苏清婉接过那枝青梅,低头看了很久。半年前她把青梅从韩稷的梅林里带回来时,青梅还是青涩的,韩稷靠在藤椅上说青梅熟透的时候是他这辈子最甜的果子,他说他不知道自己能不能等到秋天,想让她把这枝青梅带回京城,等青梅熟透了,就是他这辈子最甜的果子。他没有等到青梅熟透,但她等到了。她把熟透的梅子一颗一颗摘下来放在白瓷碟子里,一共十八颗,每一颗都圆润饱满,散发着极淡的果香。她挑出最大最圆的那颗单独放在那只刻着“苏”字的粗瓷杯旁边,春桃问这颗留给谁,苏清婉说给韩大人,明天酿酒,酿好了第一坛送到江南,放在他墓前,和那三只杯子摆在一起。春桃点点头,在窗台上那排秋叶杠旁边又画了一道新杠,旁边画了一个小小的梅子,这次画得比上次好多了,至少能看出是圆的。
青梅酒酿了整整三坛。
酿酒那天揽月阁的伙房里热闹得像过年。春桃亲自掌灶,苏清婉打下手,御膳房老李头被请来当技术顾问。老李头祖上是酿果酒的,据说有一本传了四代的秘方,他从怀里掏出那本边角起毛的旧册子,翻了半天找到“青梅酒”那一页,念道:“青梅一斤,冰糖一斤,米酒三斤。一层青梅一层冰糖码进坛子里,倒满米酒,封口用蜡。埋一个冬天,明年春分开坛。”春桃听完愣住了,青梅和冰糖的比例是一比一?那岂不是甜得齁嗓子?老李头说这是祖传秘方,他爷爷的爷爷就是这么酿的,不甜不要钱。

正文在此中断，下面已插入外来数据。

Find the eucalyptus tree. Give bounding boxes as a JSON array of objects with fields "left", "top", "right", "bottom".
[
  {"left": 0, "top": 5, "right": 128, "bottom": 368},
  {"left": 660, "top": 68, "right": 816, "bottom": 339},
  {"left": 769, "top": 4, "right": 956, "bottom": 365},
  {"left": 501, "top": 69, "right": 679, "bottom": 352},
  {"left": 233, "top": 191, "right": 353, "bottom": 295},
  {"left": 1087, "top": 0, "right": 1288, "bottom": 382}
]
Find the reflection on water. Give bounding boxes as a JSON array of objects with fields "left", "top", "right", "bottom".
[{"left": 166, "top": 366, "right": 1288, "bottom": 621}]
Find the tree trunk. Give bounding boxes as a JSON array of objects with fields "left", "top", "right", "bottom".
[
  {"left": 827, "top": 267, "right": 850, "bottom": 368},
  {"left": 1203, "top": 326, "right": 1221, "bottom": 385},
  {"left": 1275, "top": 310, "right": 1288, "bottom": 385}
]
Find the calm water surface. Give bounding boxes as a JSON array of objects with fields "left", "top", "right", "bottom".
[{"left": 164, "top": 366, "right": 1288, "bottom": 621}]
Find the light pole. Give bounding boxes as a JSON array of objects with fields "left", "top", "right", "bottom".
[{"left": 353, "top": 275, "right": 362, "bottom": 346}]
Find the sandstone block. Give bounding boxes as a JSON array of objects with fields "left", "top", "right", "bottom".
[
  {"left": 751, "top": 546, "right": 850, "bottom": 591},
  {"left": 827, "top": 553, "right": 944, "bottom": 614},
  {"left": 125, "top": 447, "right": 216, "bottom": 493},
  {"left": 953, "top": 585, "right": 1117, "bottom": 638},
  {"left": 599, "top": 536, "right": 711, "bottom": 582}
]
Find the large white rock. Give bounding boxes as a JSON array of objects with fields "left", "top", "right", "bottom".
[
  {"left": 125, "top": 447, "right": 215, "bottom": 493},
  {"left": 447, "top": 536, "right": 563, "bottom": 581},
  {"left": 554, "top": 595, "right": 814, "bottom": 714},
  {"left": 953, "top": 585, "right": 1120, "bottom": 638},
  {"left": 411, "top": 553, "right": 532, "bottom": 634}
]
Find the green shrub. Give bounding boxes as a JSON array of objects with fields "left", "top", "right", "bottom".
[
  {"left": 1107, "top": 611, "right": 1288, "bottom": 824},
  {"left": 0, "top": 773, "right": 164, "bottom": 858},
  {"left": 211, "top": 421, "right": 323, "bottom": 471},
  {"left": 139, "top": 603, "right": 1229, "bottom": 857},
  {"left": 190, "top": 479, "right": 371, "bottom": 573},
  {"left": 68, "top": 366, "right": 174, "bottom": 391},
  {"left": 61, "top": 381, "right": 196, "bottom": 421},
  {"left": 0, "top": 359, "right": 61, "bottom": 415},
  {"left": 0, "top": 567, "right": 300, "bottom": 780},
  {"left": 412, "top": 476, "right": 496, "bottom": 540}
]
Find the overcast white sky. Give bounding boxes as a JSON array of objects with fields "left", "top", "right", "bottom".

春桃将信将疑地开始码青梅。第一坛按祖传秘方,青梅和冰糖一比一,码完一层青梅撒一层冰糖,冰糖的颗粒在阳光下闪闪发光。第二坛她自作主张减了糖,青梅和冰糖二比一,老李头在旁边看得直摇头,说这坛不够甜,开坛的时候别怪他没提醒。第三坛是她专门给韩稷酿的,完全不放糖,只有青梅和米酒。她说韩大人有消渴症,不能吃糖,沈知行特地嘱咐过。这坛酒虽然不甜,但青梅本身有天然的果糖,酿出来的味道应该清冽回甘。苏清婉在旁边看着她蹲在灶台前一坛一坛地封口,蜡在烛火上熔化,一滴一滴落在坛口的麻布上,每一坛的封口处都压了三道刀痕,谢安的刀痕、韩稷的刀痕、魏忠的刀痕。这是春桃自己的主意,她说先帝暗线的三位接头人都在这坛酒里了,谢大人喜欢竹叶青,韩大人喜欢青梅酒,魏公公喜欢桂花茶,三种口味三种人,用同一种方式封进坛子里。